Um das herauszufinden, hilft ein Blick auf die Website „Informationssystem Promotionsnoten“ des Deutschen Zentrums für Hochschul- und Wissenschaftsforschung (DZHW). Visualisiert in interaktiven Diagrammen lassen sich dort die in Deutschland vergebenen Promotionsnoten und insbesondere der Anteil der „summa cum laude“-Promotionen nach Hochschulen und Fachbereichen aufgeschlüsselt abrufen. Als Datenbasis dienen die Angaben über abgeschlossene Promotionen, die deutsche Hochschulen alljährlich an das Statistische Bundesamt (Destatis) liefern. Regelmäßige Updates ermöglichen auch Vergleiche zwischen verschiedenen Jahrgängen.

Schaut man sich nun Fachbereich und Hochschule meines Freundes an, so hat dort jeder Dritte seiner Mitpromovierenden mit „summa cum laude“ abgeschlossen. Gleichzeitig hat an vier anderen Hochschulen im gleichen Fach niemand die Bestnote erhalten. Ein uneinheitliches Bild, das offenbar nicht untypisch ist.

Betrachtet man deutschlandweit die Zahlen, mit denen das System kürzlich für den Zeitraum zwischen 2016 und 2018 aktualisiert worden ist, scheint die Vergabe der Bestnote insgesamt sehr unterschiedlich gehandhabt zu werden. So stehen neben Hochschulen, an denen fast die Hälfte aller Promovierenden mit „summa cum laude“ abschließen, andere, die sie kaum oder gar nicht vergeben. Es finden sich Fachbereiche, wie die Wirtschaftswissenschaften, in denen im Bundesdurchschnitt über 30 Prozent mit der Bestnote ausgezeichnet werden, während dies in der Zahnmedizin gerade einmal 4 Prozent der Promovierenden erreichen.

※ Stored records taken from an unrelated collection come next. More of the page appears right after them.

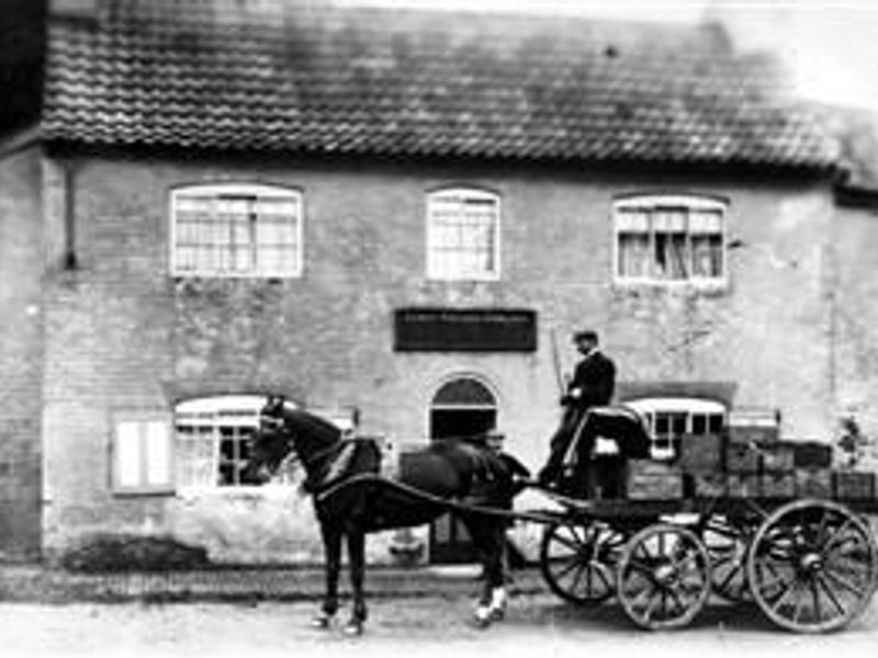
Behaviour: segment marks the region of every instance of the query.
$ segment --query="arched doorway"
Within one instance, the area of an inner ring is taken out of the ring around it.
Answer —
[[[429,428],[432,441],[472,436],[497,426],[497,400],[491,388],[473,375],[443,383],[430,401]],[[466,529],[450,514],[430,524],[430,561],[460,564],[475,561]]]

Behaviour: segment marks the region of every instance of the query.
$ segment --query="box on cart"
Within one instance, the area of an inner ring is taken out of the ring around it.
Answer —
[[[685,473],[718,472],[723,467],[721,434],[683,434],[677,464]]]
[[[774,445],[764,445],[759,449],[759,457],[762,470],[792,475],[792,469],[796,467],[796,444],[791,441],[780,441]]]
[[[684,485],[695,498],[721,498],[729,491],[725,474],[719,472],[684,474]]]
[[[820,441],[793,442],[796,468],[829,468],[832,466],[832,445]]]
[[[759,475],[759,496],[763,498],[795,498],[796,474],[791,469],[763,472]]]
[[[758,473],[729,473],[725,487],[730,498],[758,498],[762,495]]]
[[[798,498],[832,498],[832,472],[829,468],[796,468]]]
[[[733,409],[728,417],[729,441],[770,445],[780,440],[780,412],[777,409]]]
[[[836,470],[832,474],[832,490],[842,500],[874,500],[875,473]]]
[[[734,474],[756,473],[759,470],[759,450],[748,443],[725,445],[725,470]]]
[[[677,500],[683,498],[683,472],[674,464],[631,460],[627,490],[629,500]]]

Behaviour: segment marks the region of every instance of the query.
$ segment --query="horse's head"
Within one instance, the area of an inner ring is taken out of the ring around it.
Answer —
[[[259,412],[259,430],[252,438],[244,477],[251,478],[248,481],[267,481],[291,452],[295,452],[311,477],[325,466],[340,441],[341,430],[329,421],[282,397],[270,396]]]
[[[241,474],[244,481],[264,484],[295,450],[295,434],[288,428],[285,402],[270,396],[259,411],[259,429],[250,440],[250,458]]]

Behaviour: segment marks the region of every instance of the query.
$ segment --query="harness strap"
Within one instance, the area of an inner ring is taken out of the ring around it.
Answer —
[[[516,512],[513,510],[505,510],[503,508],[462,503],[452,499],[442,498],[441,496],[436,496],[435,494],[430,494],[429,491],[425,491],[424,489],[418,489],[417,487],[413,487],[412,485],[406,485],[405,483],[391,479],[378,473],[362,473],[359,475],[353,475],[349,478],[345,478],[344,480],[327,487],[323,491],[315,494],[314,498],[317,502],[323,502],[324,500],[338,494],[346,487],[352,487],[353,485],[370,484],[370,483],[381,484],[383,486],[397,489],[399,491],[403,491],[404,494],[412,496],[413,498],[417,498],[419,500],[424,500],[426,502],[430,502],[439,507],[444,507],[451,511],[457,511],[460,513],[483,514],[485,517],[500,517],[504,519],[511,519],[511,520],[534,521],[537,523],[553,523],[554,521],[556,521],[555,517],[551,517],[549,514],[540,514],[539,512]]]

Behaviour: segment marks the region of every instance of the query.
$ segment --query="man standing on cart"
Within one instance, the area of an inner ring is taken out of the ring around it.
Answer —
[[[597,332],[577,331],[573,342],[583,358],[561,397],[564,407],[561,426],[550,442],[549,461],[538,476],[539,483],[547,486],[558,483],[564,455],[587,411],[608,405],[616,388],[616,364],[599,350]]]

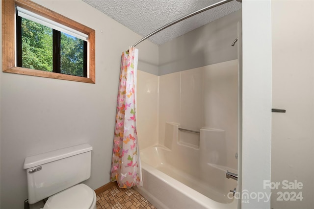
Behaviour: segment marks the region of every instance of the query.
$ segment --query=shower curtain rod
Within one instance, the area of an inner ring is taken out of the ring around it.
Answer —
[[[206,10],[208,10],[209,9],[212,9],[213,8],[216,7],[216,6],[220,6],[222,4],[223,4],[224,3],[228,3],[228,2],[230,2],[230,1],[232,1],[234,0],[223,0],[219,2],[217,2],[216,3],[214,3],[213,4],[211,4],[209,6],[207,6],[206,7],[204,7],[203,9],[201,9],[199,10],[197,10],[196,11],[194,12],[192,12],[190,14],[189,14],[188,15],[186,15],[185,16],[182,17],[177,20],[176,20],[170,23],[169,23],[164,26],[163,26],[162,27],[160,27],[159,29],[157,29],[157,30],[155,30],[155,31],[154,31],[153,32],[150,33],[149,34],[147,35],[146,36],[145,36],[145,37],[143,38],[142,39],[141,39],[140,40],[138,41],[137,42],[136,42],[136,43],[134,44],[133,45],[132,45],[132,47],[134,47],[135,46],[136,46],[136,45],[137,45],[138,44],[140,43],[141,42],[142,42],[143,41],[146,40],[146,39],[147,39],[148,38],[149,38],[149,37],[150,37],[151,36],[153,36],[153,35],[156,34],[156,33],[161,31],[161,30],[167,28],[168,27],[170,27],[171,25],[173,25],[180,22],[181,22],[183,20],[184,20],[187,18],[190,18],[191,17],[194,16],[194,15],[197,15],[198,14],[200,14],[203,12],[204,12]],[[236,1],[241,1],[241,0],[236,0]]]

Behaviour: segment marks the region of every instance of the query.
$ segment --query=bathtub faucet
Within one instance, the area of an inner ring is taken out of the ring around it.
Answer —
[[[234,173],[231,173],[229,171],[227,171],[226,172],[226,177],[227,179],[232,179],[236,181],[237,181],[237,174]]]

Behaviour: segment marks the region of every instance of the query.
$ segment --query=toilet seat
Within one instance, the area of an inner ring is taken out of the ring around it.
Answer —
[[[80,184],[50,197],[43,209],[96,208],[96,198],[93,190]]]

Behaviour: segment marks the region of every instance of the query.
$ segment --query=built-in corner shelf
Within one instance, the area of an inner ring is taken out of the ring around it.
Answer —
[[[286,113],[286,110],[281,109],[271,108],[272,113]]]

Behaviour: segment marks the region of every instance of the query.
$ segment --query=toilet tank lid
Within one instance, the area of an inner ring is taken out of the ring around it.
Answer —
[[[88,144],[80,144],[70,147],[60,149],[33,156],[27,157],[24,161],[24,169],[30,168],[51,163],[53,161],[74,155],[90,151],[93,147]]]

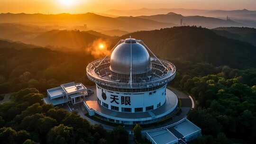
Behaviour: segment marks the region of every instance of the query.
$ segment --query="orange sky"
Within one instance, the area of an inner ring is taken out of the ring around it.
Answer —
[[[256,10],[256,0],[0,0],[0,13],[81,13],[142,8]]]

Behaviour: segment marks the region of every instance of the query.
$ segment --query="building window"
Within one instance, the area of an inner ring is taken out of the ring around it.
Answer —
[[[112,118],[109,118],[109,120],[110,121],[110,122],[115,122],[115,120],[114,120],[114,119],[112,119]]]
[[[131,108],[122,108],[122,112],[131,112]]]
[[[109,105],[108,105],[107,104],[105,103],[104,102],[102,102],[102,106],[106,108],[109,108]]]
[[[119,107],[111,106],[111,110],[114,110],[116,111],[119,111]]]
[[[137,112],[142,112],[143,111],[143,108],[134,108],[134,111]]]
[[[99,98],[97,98],[98,99],[98,102],[101,105],[101,99],[99,99]]]
[[[101,97],[104,100],[106,100],[106,99],[107,99],[107,95],[105,92],[102,92]]]
[[[154,109],[154,106],[146,107],[146,111],[153,110],[153,109]]]

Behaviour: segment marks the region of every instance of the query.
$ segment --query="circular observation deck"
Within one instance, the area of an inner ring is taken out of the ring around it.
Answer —
[[[115,76],[110,68],[110,57],[90,63],[86,68],[87,77],[97,84],[121,91],[146,91],[162,87],[174,79],[176,68],[173,63],[153,57],[150,60],[152,64],[150,72],[143,75],[133,74],[132,82],[129,75],[119,74]]]

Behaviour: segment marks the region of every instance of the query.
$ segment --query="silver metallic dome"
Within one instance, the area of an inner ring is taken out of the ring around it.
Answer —
[[[112,72],[129,74],[131,47],[132,74],[142,74],[151,70],[150,57],[146,49],[136,39],[128,38],[117,46],[111,54],[110,69]]]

Bekannt ist diese inkohärent wirkende Vergabepraxis seit vielen Jahren. Das „Informationssystem Promotionsnoten“ wurde 2012 vom damaligen Institut für Forschungsinformation und Qualitätssicherung (IFQ, heute DZHW) als Reaktion auf eine zunehmende Kritik daran entwickelt und wird seitdem regelmäßig aktualisiert. Unter anderem in einem Positionspapier des Wissenschaftsrats wurde mit Skepsis beobachtet, dass die Bandbreite der Promotionsnoten nicht ausgeschöpft werde. Befürchtet wurde eine „Noteninflation“, eine Entwertung des „summa cum laude“.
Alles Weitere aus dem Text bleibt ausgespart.